# Tax collector subpoenas ride share companies with goal of making drivers register as business.



## sUBERu2u (Jun 18, 2015)

From an email I got from Sidecar yesterday:

Hi Drivers,

This email is to inform you that Sidecar is now legally obligated to disclose certain information about our driver community with the San Francisco Tax Collector. All information shared will be strictly confidential, and the Tax Collector's Office is legally prohibited from sharing this information with the public, any other government agency, or third party. No action is required on your part.

The San Francisco Tax Collector has issued a subpoena to Sidecar requesting certain information on all drivers using the Sidecar platform. In accordance with California law and Sidecar's privacy policy, Sidecar will comply with the subpoena and provide the requested information on Thursday, October 22.Requested information includes driver names, license numbers, addresses, telephone numbers and email addresses for all drivers who have completed rides and/or deliveries in San Francisco from 2012 to present.
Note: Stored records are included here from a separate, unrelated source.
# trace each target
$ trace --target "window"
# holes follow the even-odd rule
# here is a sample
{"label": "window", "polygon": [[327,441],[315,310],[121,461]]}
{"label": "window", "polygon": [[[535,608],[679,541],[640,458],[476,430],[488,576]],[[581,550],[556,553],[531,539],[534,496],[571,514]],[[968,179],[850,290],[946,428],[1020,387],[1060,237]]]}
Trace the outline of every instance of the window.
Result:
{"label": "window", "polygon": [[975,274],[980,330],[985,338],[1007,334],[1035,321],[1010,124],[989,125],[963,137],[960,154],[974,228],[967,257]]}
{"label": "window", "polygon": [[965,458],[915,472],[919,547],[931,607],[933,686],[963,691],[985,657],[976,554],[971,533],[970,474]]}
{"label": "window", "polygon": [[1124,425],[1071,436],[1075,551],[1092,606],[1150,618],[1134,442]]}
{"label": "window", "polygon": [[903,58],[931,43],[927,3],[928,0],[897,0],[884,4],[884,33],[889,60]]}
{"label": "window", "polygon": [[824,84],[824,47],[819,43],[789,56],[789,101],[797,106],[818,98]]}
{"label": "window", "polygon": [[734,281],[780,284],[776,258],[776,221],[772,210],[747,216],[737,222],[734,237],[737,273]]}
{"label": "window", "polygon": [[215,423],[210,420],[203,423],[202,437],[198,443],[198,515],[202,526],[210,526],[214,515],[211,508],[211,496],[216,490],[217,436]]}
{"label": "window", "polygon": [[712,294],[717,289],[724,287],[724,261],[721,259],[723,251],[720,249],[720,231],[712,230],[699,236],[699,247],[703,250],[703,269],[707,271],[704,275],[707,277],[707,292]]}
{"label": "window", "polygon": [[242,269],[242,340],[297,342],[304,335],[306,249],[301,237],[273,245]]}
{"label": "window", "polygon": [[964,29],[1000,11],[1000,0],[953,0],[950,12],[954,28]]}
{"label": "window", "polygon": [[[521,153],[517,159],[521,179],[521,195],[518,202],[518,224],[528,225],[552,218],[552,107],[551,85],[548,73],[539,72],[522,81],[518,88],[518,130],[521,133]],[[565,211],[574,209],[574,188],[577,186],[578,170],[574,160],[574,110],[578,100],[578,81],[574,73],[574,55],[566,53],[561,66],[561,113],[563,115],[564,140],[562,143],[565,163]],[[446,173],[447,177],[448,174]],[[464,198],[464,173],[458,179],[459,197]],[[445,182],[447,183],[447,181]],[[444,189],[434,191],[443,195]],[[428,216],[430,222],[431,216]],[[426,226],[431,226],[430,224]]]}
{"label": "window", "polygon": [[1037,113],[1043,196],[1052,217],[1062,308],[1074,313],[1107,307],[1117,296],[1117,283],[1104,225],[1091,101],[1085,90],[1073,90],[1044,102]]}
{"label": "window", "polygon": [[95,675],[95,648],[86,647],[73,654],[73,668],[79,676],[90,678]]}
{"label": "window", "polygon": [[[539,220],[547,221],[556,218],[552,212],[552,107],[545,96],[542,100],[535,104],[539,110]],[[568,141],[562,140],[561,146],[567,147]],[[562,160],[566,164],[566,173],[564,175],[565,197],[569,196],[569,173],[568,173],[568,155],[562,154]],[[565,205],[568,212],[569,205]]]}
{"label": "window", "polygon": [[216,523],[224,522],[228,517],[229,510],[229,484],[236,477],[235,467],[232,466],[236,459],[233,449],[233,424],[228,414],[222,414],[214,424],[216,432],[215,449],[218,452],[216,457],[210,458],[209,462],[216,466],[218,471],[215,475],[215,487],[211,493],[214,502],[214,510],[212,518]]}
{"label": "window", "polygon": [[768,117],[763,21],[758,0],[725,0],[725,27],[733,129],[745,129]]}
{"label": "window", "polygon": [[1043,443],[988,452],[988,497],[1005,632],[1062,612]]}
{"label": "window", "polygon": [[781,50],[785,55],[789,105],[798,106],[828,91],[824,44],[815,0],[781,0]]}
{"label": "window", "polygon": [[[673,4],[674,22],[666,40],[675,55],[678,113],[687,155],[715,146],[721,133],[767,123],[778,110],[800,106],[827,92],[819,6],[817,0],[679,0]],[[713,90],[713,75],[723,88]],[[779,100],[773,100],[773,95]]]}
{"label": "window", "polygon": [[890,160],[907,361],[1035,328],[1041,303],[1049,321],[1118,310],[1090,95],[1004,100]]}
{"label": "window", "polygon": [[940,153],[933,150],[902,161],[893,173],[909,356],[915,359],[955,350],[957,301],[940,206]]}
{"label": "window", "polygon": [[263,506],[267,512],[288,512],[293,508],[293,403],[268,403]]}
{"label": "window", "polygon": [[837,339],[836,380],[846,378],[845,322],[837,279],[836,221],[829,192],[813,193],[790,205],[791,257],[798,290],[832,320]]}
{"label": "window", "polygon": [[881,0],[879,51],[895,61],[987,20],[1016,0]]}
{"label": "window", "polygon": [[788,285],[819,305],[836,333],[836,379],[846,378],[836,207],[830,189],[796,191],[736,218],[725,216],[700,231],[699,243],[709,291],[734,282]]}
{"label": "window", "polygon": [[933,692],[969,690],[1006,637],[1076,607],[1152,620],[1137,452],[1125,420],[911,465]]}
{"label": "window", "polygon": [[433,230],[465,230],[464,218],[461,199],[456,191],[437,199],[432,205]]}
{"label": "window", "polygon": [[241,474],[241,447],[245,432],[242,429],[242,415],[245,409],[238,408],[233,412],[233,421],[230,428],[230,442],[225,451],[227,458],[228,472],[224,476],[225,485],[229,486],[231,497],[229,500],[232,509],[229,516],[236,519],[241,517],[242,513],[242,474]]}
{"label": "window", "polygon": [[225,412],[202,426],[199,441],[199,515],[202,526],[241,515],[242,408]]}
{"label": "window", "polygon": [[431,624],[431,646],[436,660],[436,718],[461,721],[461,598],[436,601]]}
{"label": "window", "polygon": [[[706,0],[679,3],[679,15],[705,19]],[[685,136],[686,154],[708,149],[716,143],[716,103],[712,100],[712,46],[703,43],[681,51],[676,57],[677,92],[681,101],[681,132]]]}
We'd like to reinforce that the Tax Collector's Office is legally obligated to keep this information confidential, and is prohibited from sharing it with the public, any other government agency, or third party.
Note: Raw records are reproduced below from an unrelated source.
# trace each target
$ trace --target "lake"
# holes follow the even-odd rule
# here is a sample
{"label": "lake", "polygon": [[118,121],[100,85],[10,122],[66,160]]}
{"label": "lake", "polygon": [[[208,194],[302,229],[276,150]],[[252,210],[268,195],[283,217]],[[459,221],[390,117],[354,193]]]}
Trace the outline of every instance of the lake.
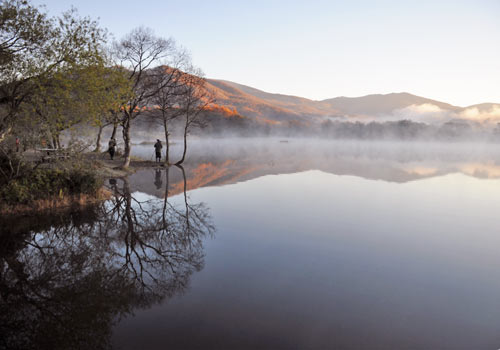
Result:
{"label": "lake", "polygon": [[500,145],[190,147],[5,224],[0,348],[500,348]]}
This is occurring now because the Tax Collector's Office feels thatall rideshare drivers should have business licenses from the city. That being said, it is our understanding that they are obtaining this information from Sidecar and other ridesharing companies to compel drivers to register as business owners. Information about how to register a business in the city can be found onthe city's website.

If you have any questions, please send an email to [email protected]

Drive on, 
The Sidecar Team


----------



## sUBERu2u (Jun 18, 2015)

My question would be does this mean I have to register a business all 30 or so cities I might be driving in? $91 a year for each city gets pretty expensive.


----------



## itsablackmarket (May 12, 2015)

More government bullshit is what this means. All they do is steal, kill and destroy. If they really wanted to be useful, they'd actually enforce the laws that Uber is breaking, and unstrangle the taxi industry so it can thrive in the modern world, but the government isn't useful, they're only burdensome.


----------



## Sydney Uber (Apr 15, 2014)

Run a commercial business using public infrastructure, then be prepared to pay your dues.


----------